SUNSHKU geht zur Regierung: Unterricht muss weiter Online

Die Kosovo-Regierung hat beschlossen, die Lehre in Bildungseinrichtungen fortzusetzen. Und die Entscheidung unterstützt die United Scientific and Cultural Education Union. Der Vorsitzende dieser Gewerkschaft, Nundman Jasharaj in einem Interview für Kosova Preris, sagt, es gibt bereits einige Inlandsschulen, die den 10 Prozent-Kernmeister von [...]
Der Vorsitzende dieser Gewerkschaft, Nundman Jasharaj, in einem Interview für Kosova Prees, sagt, es gibt bereits mehrere lokale Schulen, die die 10 Prozent-Mitsprache mit COVID-19 abgeschlossen haben, und dasselbe sind das Online-Lernen.
“Wir nehmen keine Zahlen, weil diese Aufgabe mit der Aufgabe auf Schulebene beauftragt wird, dann kommunale Ebene, die sie auf einer täglichen Taskforce-Basis auf MAS-Ebene berichten. Aber die Zahlen zeigen, dass es einen Anstieg in Berührung gibt, ob bei Studenten oder Lehrern. Aber es ist der Rat, dass er ihm seine Verpflichtungen gegeben hat. Das IKSP, zusammen mit der Anleitung, die es aus MASH herausgenommen hat, ist ein Kernktor, der, wenn sie ein Klassenzimmer oder parallel, eine Schule oder eine Gemeinde, im Online-Lern gehen können, und es ist, dass 10% der Maßnahme, die 10 Prozent der betroffenen Person bedeutet, je nach Studenten, und so weiter”, sagt er.
Jasharaj sagt jedoch, dass es ein Engagement und ein großer Wille gibt, Lehrer zu lehren, in Bildungseinrichtungen fortzusetzen, da das Online-Lerning nicht erfolgreich war.

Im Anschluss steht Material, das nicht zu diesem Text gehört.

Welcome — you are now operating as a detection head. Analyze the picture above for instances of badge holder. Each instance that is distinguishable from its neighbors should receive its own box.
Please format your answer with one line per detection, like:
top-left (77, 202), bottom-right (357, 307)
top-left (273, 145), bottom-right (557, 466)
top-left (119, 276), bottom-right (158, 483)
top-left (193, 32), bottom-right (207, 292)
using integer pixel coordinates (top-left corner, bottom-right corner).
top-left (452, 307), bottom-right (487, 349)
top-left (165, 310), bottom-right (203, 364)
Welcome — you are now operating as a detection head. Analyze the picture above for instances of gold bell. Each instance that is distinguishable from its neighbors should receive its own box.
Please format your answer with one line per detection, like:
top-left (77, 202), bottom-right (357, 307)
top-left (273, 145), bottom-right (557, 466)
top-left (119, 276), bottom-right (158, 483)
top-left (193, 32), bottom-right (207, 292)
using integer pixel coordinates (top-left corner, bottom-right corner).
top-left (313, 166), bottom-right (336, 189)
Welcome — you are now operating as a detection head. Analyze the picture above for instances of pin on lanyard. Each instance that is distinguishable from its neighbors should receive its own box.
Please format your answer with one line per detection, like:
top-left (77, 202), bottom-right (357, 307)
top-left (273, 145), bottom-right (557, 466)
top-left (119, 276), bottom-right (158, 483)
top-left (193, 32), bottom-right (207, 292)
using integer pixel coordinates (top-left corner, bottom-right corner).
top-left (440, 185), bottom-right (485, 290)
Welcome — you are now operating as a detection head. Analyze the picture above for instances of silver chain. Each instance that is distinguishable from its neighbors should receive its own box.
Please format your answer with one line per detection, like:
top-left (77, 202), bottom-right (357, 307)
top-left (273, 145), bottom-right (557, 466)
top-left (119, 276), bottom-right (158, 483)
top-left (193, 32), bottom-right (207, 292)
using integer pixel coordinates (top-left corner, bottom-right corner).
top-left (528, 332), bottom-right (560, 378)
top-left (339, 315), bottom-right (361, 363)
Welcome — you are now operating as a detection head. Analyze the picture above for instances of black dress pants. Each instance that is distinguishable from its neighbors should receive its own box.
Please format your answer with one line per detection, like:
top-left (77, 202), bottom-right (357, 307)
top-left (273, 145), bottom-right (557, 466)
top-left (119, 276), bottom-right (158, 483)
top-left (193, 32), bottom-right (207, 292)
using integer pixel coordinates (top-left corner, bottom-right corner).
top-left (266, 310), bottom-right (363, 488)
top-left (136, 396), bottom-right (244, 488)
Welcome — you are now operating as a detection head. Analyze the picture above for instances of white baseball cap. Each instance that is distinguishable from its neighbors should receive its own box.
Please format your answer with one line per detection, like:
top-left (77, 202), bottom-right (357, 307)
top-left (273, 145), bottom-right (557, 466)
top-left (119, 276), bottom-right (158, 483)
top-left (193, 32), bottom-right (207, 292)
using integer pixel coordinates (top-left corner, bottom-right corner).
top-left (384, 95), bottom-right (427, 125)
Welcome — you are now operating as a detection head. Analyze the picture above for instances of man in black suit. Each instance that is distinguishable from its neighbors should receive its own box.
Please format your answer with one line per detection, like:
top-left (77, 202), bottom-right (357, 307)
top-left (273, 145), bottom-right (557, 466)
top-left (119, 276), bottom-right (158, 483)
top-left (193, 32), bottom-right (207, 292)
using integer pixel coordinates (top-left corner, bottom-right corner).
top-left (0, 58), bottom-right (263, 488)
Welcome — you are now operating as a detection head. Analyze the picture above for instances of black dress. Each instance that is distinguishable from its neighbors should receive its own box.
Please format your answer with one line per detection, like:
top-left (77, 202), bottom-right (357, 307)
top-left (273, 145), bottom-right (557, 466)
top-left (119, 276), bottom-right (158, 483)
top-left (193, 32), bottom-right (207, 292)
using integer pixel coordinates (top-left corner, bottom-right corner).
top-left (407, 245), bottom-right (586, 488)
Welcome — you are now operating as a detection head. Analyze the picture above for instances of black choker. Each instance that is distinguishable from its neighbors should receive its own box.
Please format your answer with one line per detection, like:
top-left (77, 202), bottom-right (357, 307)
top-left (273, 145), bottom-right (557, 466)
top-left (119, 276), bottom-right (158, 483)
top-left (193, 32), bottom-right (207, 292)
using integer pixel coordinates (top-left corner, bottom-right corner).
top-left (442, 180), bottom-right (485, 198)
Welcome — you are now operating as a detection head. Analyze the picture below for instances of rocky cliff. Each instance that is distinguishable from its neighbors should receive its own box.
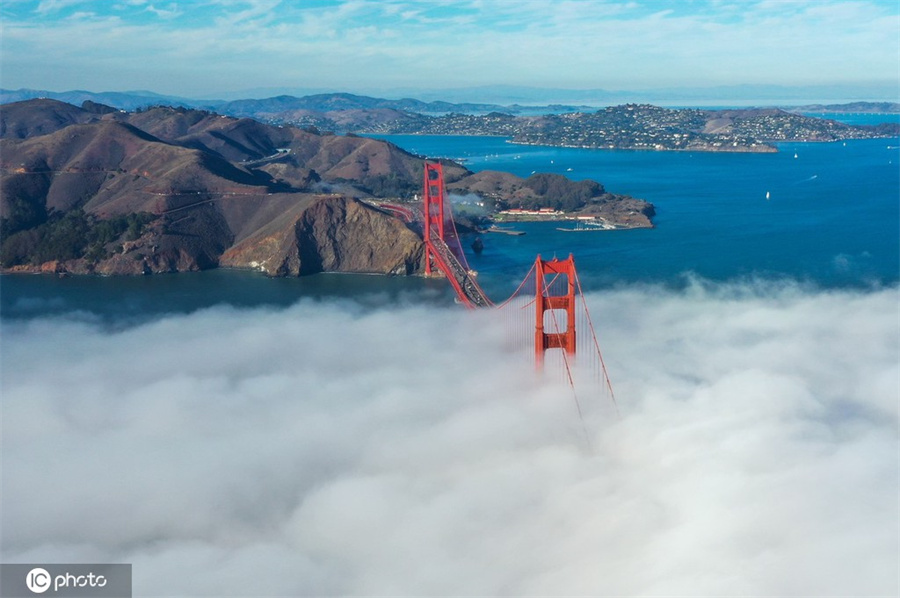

Es gibt “Situationen wie dies hier, aber das, was Sie genießen, ist, dass der Lernprozess für einen Moment nicht unterbrochen wurde. Wenn solche Fälle vorgestellt wurden, ging er durch den Online-Lernprozess, unter der Bedingung, dass Schüler und Lehrer nach ihrer Genesung in die Schule zurückkehren. Was ich sage und genieße die Tatsache ist die Hingabe von Lehrern und anderen Arbeitern, damit Bildungseinrichtungen so lange wie möglich in Bildungseinrichtungen bleiben können. Da sich die C-Version vom 13. März letzten Jahres sehr schwierig gezeigt hat, sei es in Abwesenheit der notwendigen Technologiewerkzeuge, die durch Plattformen zu tun sind, oder in der Tatsache, dass Teil der Kosovo-Familien nicht in der Lage sind, diese Geräte zu haben, auch ein Smartphone”, sagt er.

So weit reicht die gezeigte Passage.